L'archichancelier de l'Empire remplissait vis-à-vis de la famille impériale toutes les fonctions attribuées par les lois aux officiers de l'état civil.

Il devait y avoir un secrétaire de l'état de la maison impériale, choisi dans le ministère ou le conseil d'État[8].

[Note 8: ][(retour) ] Ce fut le conseiller d'État Régnault de Saint-Jean d'Angely.

Le cérémonial des mariages et des naissances était réglé.

L'archichancelier devait recevoir le testament de l'empereur qu'il dicterait au secrétaire de l'état de la famille impériale, en présence de deux témoins. Ce testament serait déposé au Sénat.

L'empereur réglait tout ce qui concernait l'éducation des princes et princesses de sa maison, nommant et révoquant ceux qui en seraient chargés. Tous les princes nés dans l'ordre de l'hérédité devaient être élevés ensemble dans un palais, éloigné au plus de vingt lieues de la résidence de l'empereur.

L'éducation commençant à sept ans et finissant à seize, les enfants de ceux qui se sont distingués par leurs services pouvaient être admis par l'empereur à partager les avantages de cette éducation.

Si un prince, dans l'ordre de l'hérédité, montait sur un trône étranger, il serait tenu, dès que ses enfants mâles auraient atteint l'âge de sept ans de les envoyer à la susdite maison.

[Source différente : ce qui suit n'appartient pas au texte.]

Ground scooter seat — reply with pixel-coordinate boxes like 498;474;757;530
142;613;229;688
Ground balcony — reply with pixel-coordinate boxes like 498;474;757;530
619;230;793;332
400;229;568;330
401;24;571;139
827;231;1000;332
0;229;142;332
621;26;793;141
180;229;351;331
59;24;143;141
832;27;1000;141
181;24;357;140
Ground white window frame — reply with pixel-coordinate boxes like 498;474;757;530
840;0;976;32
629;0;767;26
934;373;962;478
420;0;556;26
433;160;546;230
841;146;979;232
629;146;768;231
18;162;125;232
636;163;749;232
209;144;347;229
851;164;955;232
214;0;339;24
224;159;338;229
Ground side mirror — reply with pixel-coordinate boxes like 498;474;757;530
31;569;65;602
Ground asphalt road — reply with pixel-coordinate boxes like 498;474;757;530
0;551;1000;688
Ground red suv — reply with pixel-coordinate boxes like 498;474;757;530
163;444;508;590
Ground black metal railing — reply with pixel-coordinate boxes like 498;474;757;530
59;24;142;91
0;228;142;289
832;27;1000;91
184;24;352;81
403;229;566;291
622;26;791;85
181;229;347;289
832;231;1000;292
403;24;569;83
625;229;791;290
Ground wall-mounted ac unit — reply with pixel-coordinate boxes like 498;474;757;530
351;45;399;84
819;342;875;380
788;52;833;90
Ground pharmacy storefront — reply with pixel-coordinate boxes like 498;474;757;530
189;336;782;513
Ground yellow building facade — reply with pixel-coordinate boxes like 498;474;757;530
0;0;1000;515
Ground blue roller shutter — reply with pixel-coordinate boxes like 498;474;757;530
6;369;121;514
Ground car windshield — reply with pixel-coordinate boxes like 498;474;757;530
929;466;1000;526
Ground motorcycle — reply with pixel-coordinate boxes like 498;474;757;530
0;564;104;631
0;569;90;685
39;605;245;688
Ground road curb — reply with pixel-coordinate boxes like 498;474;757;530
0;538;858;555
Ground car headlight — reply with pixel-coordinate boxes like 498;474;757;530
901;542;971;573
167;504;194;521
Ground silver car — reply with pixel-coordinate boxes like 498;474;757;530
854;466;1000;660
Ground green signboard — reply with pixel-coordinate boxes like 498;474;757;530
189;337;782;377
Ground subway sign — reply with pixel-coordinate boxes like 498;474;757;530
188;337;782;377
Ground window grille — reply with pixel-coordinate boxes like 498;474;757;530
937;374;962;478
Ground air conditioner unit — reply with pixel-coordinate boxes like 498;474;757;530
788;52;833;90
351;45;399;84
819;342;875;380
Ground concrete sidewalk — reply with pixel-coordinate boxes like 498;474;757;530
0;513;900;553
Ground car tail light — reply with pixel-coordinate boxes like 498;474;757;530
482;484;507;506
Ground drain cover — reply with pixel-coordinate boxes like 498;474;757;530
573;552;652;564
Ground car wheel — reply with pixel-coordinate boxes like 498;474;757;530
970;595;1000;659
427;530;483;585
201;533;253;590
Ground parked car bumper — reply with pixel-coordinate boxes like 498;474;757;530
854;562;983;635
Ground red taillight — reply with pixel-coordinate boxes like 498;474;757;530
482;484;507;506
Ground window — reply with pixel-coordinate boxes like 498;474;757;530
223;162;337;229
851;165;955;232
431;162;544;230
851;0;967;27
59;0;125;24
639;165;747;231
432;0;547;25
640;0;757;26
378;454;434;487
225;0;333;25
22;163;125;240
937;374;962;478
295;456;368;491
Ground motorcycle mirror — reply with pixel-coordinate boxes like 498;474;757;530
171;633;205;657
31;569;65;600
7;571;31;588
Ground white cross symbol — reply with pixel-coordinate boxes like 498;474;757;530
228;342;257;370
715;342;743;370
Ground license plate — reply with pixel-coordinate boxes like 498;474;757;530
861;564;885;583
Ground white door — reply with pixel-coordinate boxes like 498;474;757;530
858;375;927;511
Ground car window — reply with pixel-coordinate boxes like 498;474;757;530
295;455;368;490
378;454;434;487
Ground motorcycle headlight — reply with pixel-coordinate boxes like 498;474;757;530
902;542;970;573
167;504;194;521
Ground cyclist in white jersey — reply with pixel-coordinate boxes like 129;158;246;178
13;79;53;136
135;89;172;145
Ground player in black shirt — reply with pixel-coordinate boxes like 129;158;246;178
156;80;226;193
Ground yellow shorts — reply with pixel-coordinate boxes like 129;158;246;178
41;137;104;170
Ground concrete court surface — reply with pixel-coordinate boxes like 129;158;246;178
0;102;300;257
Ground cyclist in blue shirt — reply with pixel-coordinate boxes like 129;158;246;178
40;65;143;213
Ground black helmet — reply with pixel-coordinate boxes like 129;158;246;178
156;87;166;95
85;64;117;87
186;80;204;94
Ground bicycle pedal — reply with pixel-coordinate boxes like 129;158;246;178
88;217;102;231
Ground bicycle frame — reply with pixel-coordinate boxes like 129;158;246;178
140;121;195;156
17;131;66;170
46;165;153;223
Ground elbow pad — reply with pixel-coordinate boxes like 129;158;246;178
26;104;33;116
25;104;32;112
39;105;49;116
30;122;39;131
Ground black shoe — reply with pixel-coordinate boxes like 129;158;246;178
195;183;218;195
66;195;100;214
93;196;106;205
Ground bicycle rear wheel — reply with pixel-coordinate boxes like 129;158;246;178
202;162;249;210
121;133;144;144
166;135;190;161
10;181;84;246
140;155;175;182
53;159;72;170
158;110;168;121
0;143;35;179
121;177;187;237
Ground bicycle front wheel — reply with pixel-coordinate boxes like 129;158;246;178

Les princes et princesses ne pouvaient sortir de France, ni s'éloigner d'un rayon de trente lieues, sans la permission de l'empereur.

Si un membre de la maison impériale venait à se livrer à des déportements et à oublier sa dignité et ses devoirs, l'empereur pouvait lui infliger, pour une année au plus, les arrêts, l'éloignement de sa personne, l'exil. Il pouvait éloigner de sa famille les personnes qui lui paraissaient suspectes. Il pourrait, dans des cas graves, prononcer la peine de deux ans de réclusion dans une prison d'État, en présence du conseil de famille, présidé par lui, et de l'archichancelier; le secrétaire de l'état de la maison impériale tenant la plume.